JEUDI 6 DÉCEMBRE 2012, 21 H 19

En cet fin d'après-midi, c'était l'effervescence dans les bureaux du FSB. Plutôt dans le local de la cheffe du Bureau M. Le dossier de quarante-cinq mètres étaient empilés en plusieurs tomes. Des documents, des pièces à conviction, des preuves : témoignages ou photos. Ses recherches, ses investigations, ses recoupements et ses filatures avaient fini par porter ses fruits. Elle était parvenue à boucler l'affaire Obolensky. Le dossier s'étendait de Russie en Europe, comportait des liens avec une dizaine de pays. Un réseau de prostitution démantelé, des filles mineures, des actes de tortures et de barbarie, des pratiques sadomasochistes... le tout rapportait des millions sur le darkweb. De quoi proposer le plus gros scandale moral de tous les temps sur la scène internationale. Cette affaire serait connue de Tokyo à Mexico. L'agent jubilait intérieurement. Smirnova avait fait porter la totalité des cartons dans son bureau. Elle souhaitait y jeter un dernier coup d'œil, y apporter les derniers éléments concernant Pichtchalnikov. Le chasseur de Tchétchénie. Vassiliev lui avait sorti tous les éléments sur le criminel de guerre sans se douter de quoi que ce soit. Smirnova termina de tamponner la photo de P14. Finalement, elle y voyait les ressemblances et c'était plutôt flagrant désormais. Ce même regard, ces mâchoires carrées et cette peau labourée de cicatrices. Smirnova se pencha vers le téléphone fixe. Elle composa la ligne personnelle du chef d'État. Une sonnerie. Deux. Trois.

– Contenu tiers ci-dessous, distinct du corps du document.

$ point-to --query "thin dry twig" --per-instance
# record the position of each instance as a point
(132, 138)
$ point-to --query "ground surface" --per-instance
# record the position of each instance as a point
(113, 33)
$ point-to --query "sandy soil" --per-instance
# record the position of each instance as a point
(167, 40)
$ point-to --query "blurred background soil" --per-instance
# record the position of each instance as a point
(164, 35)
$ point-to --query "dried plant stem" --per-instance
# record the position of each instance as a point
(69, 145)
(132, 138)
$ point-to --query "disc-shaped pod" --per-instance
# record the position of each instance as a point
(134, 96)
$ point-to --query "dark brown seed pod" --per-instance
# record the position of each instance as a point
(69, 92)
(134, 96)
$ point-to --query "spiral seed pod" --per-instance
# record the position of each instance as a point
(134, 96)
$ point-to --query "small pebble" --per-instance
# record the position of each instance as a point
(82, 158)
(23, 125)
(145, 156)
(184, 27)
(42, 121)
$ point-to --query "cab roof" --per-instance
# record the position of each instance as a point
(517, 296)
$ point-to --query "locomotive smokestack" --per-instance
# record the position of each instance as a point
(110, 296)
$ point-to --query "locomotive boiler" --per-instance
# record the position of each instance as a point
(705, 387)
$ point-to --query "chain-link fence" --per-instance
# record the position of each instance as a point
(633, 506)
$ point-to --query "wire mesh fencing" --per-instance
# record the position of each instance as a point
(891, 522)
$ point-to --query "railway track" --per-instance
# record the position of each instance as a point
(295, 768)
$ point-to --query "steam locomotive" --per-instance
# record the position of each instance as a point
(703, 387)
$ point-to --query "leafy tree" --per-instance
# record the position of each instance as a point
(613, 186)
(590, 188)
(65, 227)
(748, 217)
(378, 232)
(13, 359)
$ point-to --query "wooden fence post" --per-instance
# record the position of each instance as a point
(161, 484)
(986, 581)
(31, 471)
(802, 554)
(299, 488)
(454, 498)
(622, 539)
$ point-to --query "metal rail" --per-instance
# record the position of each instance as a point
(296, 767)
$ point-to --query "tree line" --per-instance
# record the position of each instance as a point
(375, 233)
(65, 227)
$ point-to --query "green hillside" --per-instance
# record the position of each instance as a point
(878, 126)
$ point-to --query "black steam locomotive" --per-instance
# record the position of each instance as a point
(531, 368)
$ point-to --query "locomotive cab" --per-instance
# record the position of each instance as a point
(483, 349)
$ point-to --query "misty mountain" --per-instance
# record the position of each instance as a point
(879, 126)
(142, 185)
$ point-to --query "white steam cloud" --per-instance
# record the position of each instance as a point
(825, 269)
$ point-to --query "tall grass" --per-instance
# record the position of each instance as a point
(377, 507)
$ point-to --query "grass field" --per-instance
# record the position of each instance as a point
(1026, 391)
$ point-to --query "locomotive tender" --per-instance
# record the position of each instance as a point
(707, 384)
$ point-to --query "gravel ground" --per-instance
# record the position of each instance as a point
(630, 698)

— Medvedev ! répondit la voix bourrue du Tsar au bout du fil.

— Ici, Smirnova. J'ai de nouvelles informations à vous transmettre et elles sont, pour ainsi dire, édifiantes.

— De quoi s'agit-il ?

— Je viens d'achever l'enquête sur CHT, Nikolaj Kotov... ou plutôt devrais-je dire Pichtchalnikov, alias P14, alias le chasseur de Tchétchénie, alias F5.

— Très bien, agent Smirnova. Vous passerez à la dernière étape ce soir. Cette histoire ne doit pas compromettre l'intégrité du FSB, vous y veillerez personnellement. Vous réglerez ça en interne et vous étoufferez l'affaire auprès de la presse Je compte sur vous.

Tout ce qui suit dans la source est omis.